»Mama im Galopp«: Wenn Mama zum Pferd wird
Wäre es für eine berufstätige, alleinerziehende Mutter nicht praktisch, sie hätte vier statt nur zwei Beine? – Rennpferde können im Galopp Geschwindigkeiten von rund 70 Stundenkilometern erreichen; der achtfache Olympiasieger Usain Bolt kam 2009 in Berlin bei seinem Weltrekordlauf über 100 Meter hingegen auf eine Spitzengeschwindigkeit von »nur« 44,72 Kilometern pro Stunde. Um den täglichen Wahnsinn mit zwei kleinen Kindern zu bewältigen, müsste man eigentlich ein Pferd sein, findet die Hauptfigur in Jimena Tellos Bilderbuch – und verwandelt sich kurzerhand in eines.
»Mama im Galopp« lebt von den doppelseitigen Illustrationen, auf denen die Mutter – nun deutlich weniger gestresst – mit wehender Mähne und ihren beiden Kindern auf dem Rücken galoppiert: zum Bus, zur Schule, zur Arbeit, zum Sport und zum Geigenunterricht. »Auf einmal war alles einfacher!«, stellt ihre Tochter fest. Sie ist die Ich-Erzählerin der Geschichte für Kinder ab drei Jahren, die mit nur wenigen Sätzen auskommt. »Lauf, Pferdchen, lauf!!! Flieg wie der Wind.« Beinahe gewöhnt sich die Familie an die neue Situation. »Es war sogar lustig!«
Weder Umarmung noch Küsse
Doch dann muss die Familie feststellen, dass der »neue Zustand« auch Probleme mit sich bringt. Die vierbeinige Mutter frisst das Schulheft, anstatt bei den Hausaufgaben zu helfen, zerbricht alles Küchengeschirr, passt nicht ins Kino und verliert im Supermarkt Pferdeäpfel. Das Allerschlimmste: Als Pferd kann sie ihre Kinder nicht mehr umarmen und küssen. Über Nacht verwandelt sich zurück in einen Menschen und beschließt, sich fortan langsam durchs Leben zu bewegen. Was allerdings dazu führt, dass die nächste Verwandlung – in eine Schildkröte – nicht lange auf sich warten lässt.

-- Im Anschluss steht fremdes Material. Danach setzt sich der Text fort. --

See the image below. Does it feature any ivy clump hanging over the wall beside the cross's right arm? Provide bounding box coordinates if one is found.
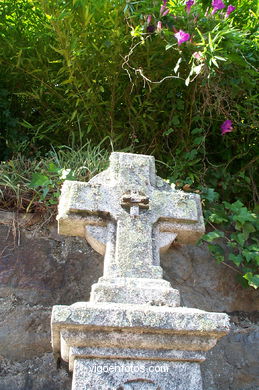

Mit Witz und Leichtigkeit nimmt die aus Argentinien stammende Autorin und Illustratorin die Absurditäten des Alltags aufs Korn und lädt Kinder und ihre gestressten Eltern zum Nachdenken ein: Muss es eigentlich immer im Galopp durchs Leben gehen – oder darf es auch mal Schildkrötentempo sein? Wäre es nicht wichtiger, mehr Zeit füreinander zu haben, statt ständig Terminen hinterherzujagen? Die Botschaft dieser erfrischenden Lektüre lautet: Es tut gut, auch mal einen Gang herunterzuschalten.